これはいくつもの現場に常駐してみて分かったことですが、お客様は皆、複数の顔を持っています。例えば、我々が接する機会の多いシステム管理者さんも、システム管理だけをやっているわけではない。エンドユーザーに説明したり、他のシステム管理者とやりとりしたり、りん議を上げるために上層部と話したりと、色々な顔があるのです。
そうだとすれば、必要になる情報もその都度、変わってくるはずです。同じシステムについての説明だとしても、工場でPCを使うエンドユーザーに説明するのが目的であれば、画面の説明に特化した方がいいかもしれない。他のシステム管理者に対してであれば、認証の接続についてテクニカルに説明する必要があるでしょう。上層部に対してであれば、併せてスケジュールやコストの話を盛り込むとか、そういう必要があるかもしれない。
私自身そのことに気付いてからは、その先にある目的に沿った形で、というのを念頭に置いて話ができるようになりました。
目的が何かというのは、お客様と一緒に打ち合わせに出る機会が増えれば、次第に見えてくるものです。もちろん直接聞いてもいいでしょう。率先して一緒に考えてくれるというのを嫌がる人はいないはずですから。説明を求められる時というのは、お客様のその後の予定にはだいたい、エンドユーザーへの説明だとか、予算の締め切りだとか、何かしらのイベントが入っています。そういうところから推測して先回りするというのも、私が自主的にやってきたことの一つです。

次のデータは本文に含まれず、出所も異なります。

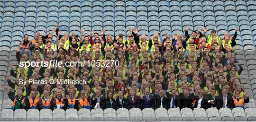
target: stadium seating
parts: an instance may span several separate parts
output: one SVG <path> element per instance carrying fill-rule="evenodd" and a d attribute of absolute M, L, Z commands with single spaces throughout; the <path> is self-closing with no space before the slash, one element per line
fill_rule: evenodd
<path fill-rule="evenodd" d="M 256 121 L 256 1 L 247 0 L 32 0 L 0 1 L 0 113 L 3 121 Z M 36 32 L 49 34 L 59 24 L 60 29 L 80 35 L 81 28 L 114 36 L 127 37 L 129 27 L 137 26 L 139 35 L 152 36 L 160 31 L 183 34 L 185 26 L 191 33 L 194 27 L 205 26 L 209 34 L 216 30 L 233 35 L 239 32 L 234 52 L 243 68 L 240 77 L 250 102 L 245 110 L 210 108 L 206 110 L 137 109 L 103 111 L 94 109 L 22 109 L 13 112 L 12 101 L 3 87 L 8 66 L 15 61 L 15 50 L 24 34 L 29 39 Z M 56 39 L 56 36 L 54 39 Z M 12 63 L 12 64 L 15 64 Z M 17 65 L 15 64 L 15 65 Z M 129 113 L 129 114 L 128 114 Z"/>

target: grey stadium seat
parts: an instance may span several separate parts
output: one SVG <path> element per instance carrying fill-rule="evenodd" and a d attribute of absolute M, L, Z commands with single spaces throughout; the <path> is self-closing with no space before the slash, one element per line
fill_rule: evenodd
<path fill-rule="evenodd" d="M 104 115 L 104 121 L 116 121 L 117 115 L 116 113 L 106 113 Z"/>
<path fill-rule="evenodd" d="M 25 113 L 17 113 L 14 114 L 14 121 L 26 121 L 27 120 L 27 112 Z"/>
<path fill-rule="evenodd" d="M 142 121 L 142 114 L 141 113 L 133 113 L 130 114 L 130 121 Z"/>
<path fill-rule="evenodd" d="M 91 114 L 90 113 L 81 113 L 79 115 L 79 121 L 91 121 Z"/>
<path fill-rule="evenodd" d="M 42 116 L 42 114 L 41 116 Z M 65 121 L 65 114 L 64 113 L 56 113 L 53 115 L 53 121 Z"/>
<path fill-rule="evenodd" d="M 203 111 L 201 112 L 197 112 L 194 114 L 194 117 L 195 121 L 207 121 L 206 113 Z"/>
<path fill-rule="evenodd" d="M 40 113 L 40 121 L 52 121 L 52 120 L 53 116 L 52 114 L 47 113 Z"/>
<path fill-rule="evenodd" d="M 127 114 L 126 113 L 120 113 L 117 115 L 117 121 L 119 122 L 129 121 L 129 114 L 130 114 L 130 113 L 129 114 Z"/>
<path fill-rule="evenodd" d="M 246 117 L 246 114 L 244 113 L 235 112 L 233 116 L 235 121 L 247 121 L 247 118 Z"/>
<path fill-rule="evenodd" d="M 103 121 L 103 115 L 101 113 L 94 113 L 91 114 L 91 121 Z"/>
<path fill-rule="evenodd" d="M 184 112 L 181 114 L 183 121 L 194 121 L 194 114 L 191 112 Z"/>
<path fill-rule="evenodd" d="M 66 121 L 77 121 L 78 116 L 77 113 L 70 113 L 66 114 Z"/>

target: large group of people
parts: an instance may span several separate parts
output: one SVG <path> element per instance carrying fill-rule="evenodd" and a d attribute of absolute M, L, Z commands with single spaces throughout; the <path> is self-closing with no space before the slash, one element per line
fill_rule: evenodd
<path fill-rule="evenodd" d="M 16 53 L 18 64 L 55 60 L 63 64 L 79 61 L 85 65 L 15 68 L 10 64 L 4 87 L 13 101 L 12 109 L 243 108 L 248 95 L 240 84 L 243 69 L 233 52 L 238 28 L 233 36 L 222 34 L 223 38 L 215 30 L 207 35 L 206 28 L 191 34 L 185 28 L 183 36 L 167 33 L 164 36 L 159 32 L 146 37 L 138 35 L 135 27 L 129 28 L 127 37 L 113 37 L 104 30 L 85 33 L 84 29 L 80 36 L 74 31 L 61 35 L 56 25 L 47 35 L 36 33 L 31 40 L 25 35 Z M 118 61 L 118 65 L 88 63 L 110 60 Z M 53 79 L 55 82 L 50 83 Z M 57 79 L 83 79 L 86 83 L 58 84 Z"/>

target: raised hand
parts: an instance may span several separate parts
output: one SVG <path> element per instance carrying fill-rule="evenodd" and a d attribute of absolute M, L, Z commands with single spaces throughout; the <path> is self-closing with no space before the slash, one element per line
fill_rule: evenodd
<path fill-rule="evenodd" d="M 236 26 L 235 27 L 235 30 L 236 31 L 236 32 L 238 31 L 238 28 L 237 26 Z"/>
<path fill-rule="evenodd" d="M 58 31 L 58 34 L 59 35 L 61 35 L 61 31 L 59 30 L 59 31 Z"/>
<path fill-rule="evenodd" d="M 105 34 L 105 30 L 101 31 L 101 35 L 103 35 Z"/>
<path fill-rule="evenodd" d="M 129 31 L 131 32 L 132 32 L 132 29 L 131 29 L 131 27 L 129 27 Z"/>
<path fill-rule="evenodd" d="M 9 76 L 8 75 L 5 75 L 5 77 L 6 78 L 6 79 L 7 79 L 7 80 L 9 80 L 9 79 L 10 79 L 9 78 Z"/>
<path fill-rule="evenodd" d="M 199 27 L 198 28 L 197 28 L 197 31 L 198 32 L 201 32 L 201 27 Z"/>
<path fill-rule="evenodd" d="M 92 30 L 90 34 L 91 35 L 92 35 L 93 33 L 94 33 L 94 30 Z"/>
<path fill-rule="evenodd" d="M 186 31 L 188 31 L 188 26 L 185 26 L 185 29 Z"/>
<path fill-rule="evenodd" d="M 134 28 L 134 31 L 135 31 L 135 34 L 137 34 L 138 33 L 138 29 L 137 26 Z"/>
<path fill-rule="evenodd" d="M 55 32 L 55 29 L 54 28 L 53 28 L 52 29 L 52 32 L 51 32 L 51 33 L 52 34 L 53 34 L 53 33 L 54 33 L 54 32 Z"/>
<path fill-rule="evenodd" d="M 45 33 L 46 33 L 46 32 L 45 32 L 44 30 L 43 30 L 43 31 L 42 31 L 42 35 L 44 35 Z"/>
<path fill-rule="evenodd" d="M 206 27 L 205 27 L 204 28 L 203 28 L 203 32 L 204 33 L 207 32 L 207 28 L 206 28 Z"/>

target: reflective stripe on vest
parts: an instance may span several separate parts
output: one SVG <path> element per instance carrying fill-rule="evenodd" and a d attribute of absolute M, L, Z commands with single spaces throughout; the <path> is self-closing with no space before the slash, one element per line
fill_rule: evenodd
<path fill-rule="evenodd" d="M 72 102 L 73 102 L 72 104 L 73 105 L 74 105 L 75 104 L 75 98 L 76 98 L 76 96 L 74 96 L 73 99 L 72 99 L 72 101 L 71 101 L 71 98 L 70 98 L 70 96 L 69 96 L 69 95 L 67 95 L 66 96 L 68 98 L 68 105 L 69 105 L 69 103 L 71 103 Z"/>
<path fill-rule="evenodd" d="M 80 105 L 81 105 L 81 106 L 90 105 L 90 104 L 87 100 L 87 99 L 84 99 L 84 100 L 83 100 L 81 97 L 79 98 L 79 103 L 80 104 Z"/>
<path fill-rule="evenodd" d="M 62 105 L 62 102 L 63 101 L 63 98 L 61 98 L 61 101 L 59 102 L 59 99 L 56 98 L 55 99 L 55 100 L 56 101 L 56 105 Z"/>
<path fill-rule="evenodd" d="M 25 100 L 25 98 L 23 98 L 22 100 L 21 100 L 21 102 L 22 102 L 22 105 L 24 105 L 24 100 Z M 16 98 L 14 98 L 14 100 L 13 101 L 13 102 L 12 102 L 12 106 L 13 107 L 15 106 L 15 103 L 16 103 Z"/>
<path fill-rule="evenodd" d="M 39 102 L 39 97 L 36 96 L 36 98 L 35 98 L 35 100 L 34 100 L 34 103 L 33 102 L 33 99 L 31 96 L 28 96 L 27 98 L 28 98 L 28 100 L 29 101 L 29 106 L 30 107 L 36 107 L 37 105 L 37 103 Z"/>
<path fill-rule="evenodd" d="M 43 105 L 45 106 L 49 106 L 50 105 L 50 102 L 52 99 L 52 97 L 48 96 L 46 102 L 44 98 L 41 98 L 41 99 L 42 100 L 42 104 Z"/>
<path fill-rule="evenodd" d="M 235 104 L 236 107 L 244 107 L 244 98 L 240 98 L 238 101 L 236 98 L 233 98 L 233 99 L 234 100 L 234 104 Z"/>

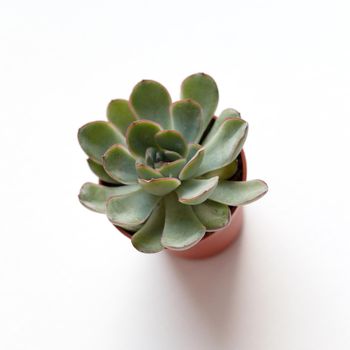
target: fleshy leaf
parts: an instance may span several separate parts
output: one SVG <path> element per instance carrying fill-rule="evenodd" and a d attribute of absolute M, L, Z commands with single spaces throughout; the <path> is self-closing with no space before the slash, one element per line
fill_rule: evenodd
<path fill-rule="evenodd" d="M 203 146 L 199 145 L 198 143 L 190 143 L 188 145 L 187 160 L 193 158 L 197 151 L 199 151 L 202 147 Z"/>
<path fill-rule="evenodd" d="M 174 129 L 187 140 L 195 142 L 200 137 L 203 123 L 201 106 L 190 99 L 177 101 L 171 106 Z"/>
<path fill-rule="evenodd" d="M 204 146 L 205 153 L 197 175 L 220 169 L 234 161 L 242 150 L 248 133 L 248 123 L 242 119 L 227 119 Z"/>
<path fill-rule="evenodd" d="M 210 129 L 209 134 L 205 137 L 203 141 L 203 145 L 205 145 L 213 137 L 213 135 L 215 135 L 216 131 L 225 120 L 231 119 L 231 118 L 240 118 L 240 117 L 241 117 L 241 114 L 235 109 L 233 108 L 224 109 L 220 113 L 219 117 L 215 120 L 213 126 Z"/>
<path fill-rule="evenodd" d="M 182 82 L 181 96 L 198 102 L 202 107 L 203 132 L 213 117 L 219 101 L 219 91 L 214 79 L 204 73 L 190 75 Z"/>
<path fill-rule="evenodd" d="M 102 181 L 110 184 L 118 184 L 119 182 L 112 179 L 101 164 L 96 163 L 94 160 L 87 159 L 90 170 Z"/>
<path fill-rule="evenodd" d="M 147 220 L 159 200 L 160 197 L 153 196 L 142 188 L 129 194 L 114 196 L 107 202 L 107 217 L 115 225 L 139 225 Z"/>
<path fill-rule="evenodd" d="M 157 149 L 155 147 L 148 147 L 145 153 L 145 162 L 147 165 L 153 167 L 156 162 Z"/>
<path fill-rule="evenodd" d="M 181 154 L 174 151 L 164 151 L 164 156 L 168 162 L 174 162 L 175 160 L 181 159 Z"/>
<path fill-rule="evenodd" d="M 207 231 L 219 230 L 225 227 L 231 219 L 231 211 L 227 205 L 211 200 L 194 205 L 192 208 Z"/>
<path fill-rule="evenodd" d="M 209 173 L 206 173 L 201 177 L 203 179 L 210 179 L 213 176 L 219 176 L 220 180 L 227 180 L 227 179 L 230 179 L 236 173 L 237 169 L 238 169 L 238 160 L 235 159 L 232 163 L 224 166 L 223 168 L 209 171 Z"/>
<path fill-rule="evenodd" d="M 133 122 L 126 133 L 129 150 L 137 157 L 145 157 L 146 150 L 157 147 L 154 136 L 161 127 L 150 120 Z"/>
<path fill-rule="evenodd" d="M 155 196 L 165 196 L 178 188 L 181 181 L 172 177 L 162 177 L 151 180 L 139 179 L 139 184 L 148 193 Z"/>
<path fill-rule="evenodd" d="M 79 200 L 86 208 L 98 213 L 105 213 L 109 198 L 137 190 L 140 190 L 139 185 L 109 187 L 87 182 L 80 189 Z"/>
<path fill-rule="evenodd" d="M 164 163 L 158 170 L 166 177 L 177 177 L 186 164 L 186 159 L 178 159 L 173 162 Z"/>
<path fill-rule="evenodd" d="M 173 250 L 194 246 L 205 235 L 205 227 L 189 205 L 179 203 L 174 193 L 165 197 L 165 225 L 161 243 Z"/>
<path fill-rule="evenodd" d="M 142 163 L 136 163 L 136 172 L 140 179 L 151 180 L 163 177 L 160 171 Z"/>
<path fill-rule="evenodd" d="M 110 122 L 96 121 L 85 124 L 78 131 L 78 140 L 84 152 L 102 164 L 102 156 L 116 143 L 125 144 L 124 135 Z"/>
<path fill-rule="evenodd" d="M 159 147 L 186 156 L 187 143 L 183 136 L 176 130 L 162 130 L 155 135 Z"/>
<path fill-rule="evenodd" d="M 143 253 L 158 253 L 163 250 L 161 238 L 164 228 L 164 204 L 153 210 L 146 223 L 131 238 L 133 246 Z"/>
<path fill-rule="evenodd" d="M 140 119 L 149 119 L 171 129 L 171 97 L 167 89 L 153 80 L 142 80 L 133 89 L 130 102 Z"/>
<path fill-rule="evenodd" d="M 107 119 L 113 123 L 122 134 L 125 135 L 128 126 L 136 120 L 129 101 L 112 100 L 107 107 Z"/>
<path fill-rule="evenodd" d="M 254 202 L 267 190 L 267 184 L 261 180 L 220 181 L 209 198 L 215 202 L 237 206 Z"/>
<path fill-rule="evenodd" d="M 135 159 L 122 145 L 113 145 L 103 156 L 103 166 L 107 173 L 123 184 L 137 183 Z"/>
<path fill-rule="evenodd" d="M 198 169 L 202 163 L 204 157 L 204 148 L 201 148 L 197 153 L 188 161 L 179 174 L 180 180 L 187 180 L 197 175 Z"/>
<path fill-rule="evenodd" d="M 187 205 L 203 203 L 215 190 L 219 177 L 211 179 L 192 179 L 183 181 L 176 190 L 179 201 Z"/>

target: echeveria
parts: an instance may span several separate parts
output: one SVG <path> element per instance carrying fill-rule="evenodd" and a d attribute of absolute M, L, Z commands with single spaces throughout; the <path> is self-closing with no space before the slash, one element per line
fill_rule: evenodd
<path fill-rule="evenodd" d="M 182 83 L 181 98 L 172 102 L 164 86 L 142 80 L 129 100 L 109 103 L 108 121 L 78 132 L 101 180 L 83 185 L 81 203 L 128 230 L 146 253 L 192 247 L 229 223 L 229 206 L 267 191 L 261 180 L 233 180 L 248 124 L 231 108 L 213 119 L 215 81 L 193 74 Z"/>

信頼を得るのは一朝一夕にはいきませんが、こういうことを続けていくことで、お客様からの反応は目に見えて変わっていきました。打ち合わせに呼んでもらえる機会が多くなりましたし、それまでは一問一答だったやりとりが、「ユーザーさんに説明するんだけど……」という目的を共有するところから話してくれるようになりました。
そうやってお客様自身の意識も変われば、こちらとしても仕事がしやすくなりますし、無駄な手戻りがなくなって、時間を短縮することにもなります。こうした地道な積み重ねの結果、今ではお客様から直々に指名を受けて、プロジェクトにアサインされることも多くなりました。
目的が一致していれば、プロセスは納得してもらえる
次第に社内での信頼度も上がり、いわゆるトラブル案件、炎上したところを「頼む!」という形で任されることが多くなっていきました。あるプロジェクトでは、自分が任される前に何人もの担当者がいずれも短期で交代することになっていました。お客様からは「あれもやりたい、これもやりたい」と次々に要望がくるのですが、それを実現するだけの体制が整っていなかった。その全てに付き合わされて、潰れていったのです。
アサインされた私はまず、お客様の要望にとことん付き合うことにしました。こういうやり方は本当はよくないのかもしれないですが、私は断るのが苦手なたちなのです。全て付き合った結果、途中、失敗したこともたくさんありました。お客様から「もう担当を変えろ」と言われたこともありましたが、「いや、やらせてください」と、とことん食い下がりました。幸いにも最終的には良い結果が出たので、そうした積み重ねの末にいい信頼関係を築くことができたのです。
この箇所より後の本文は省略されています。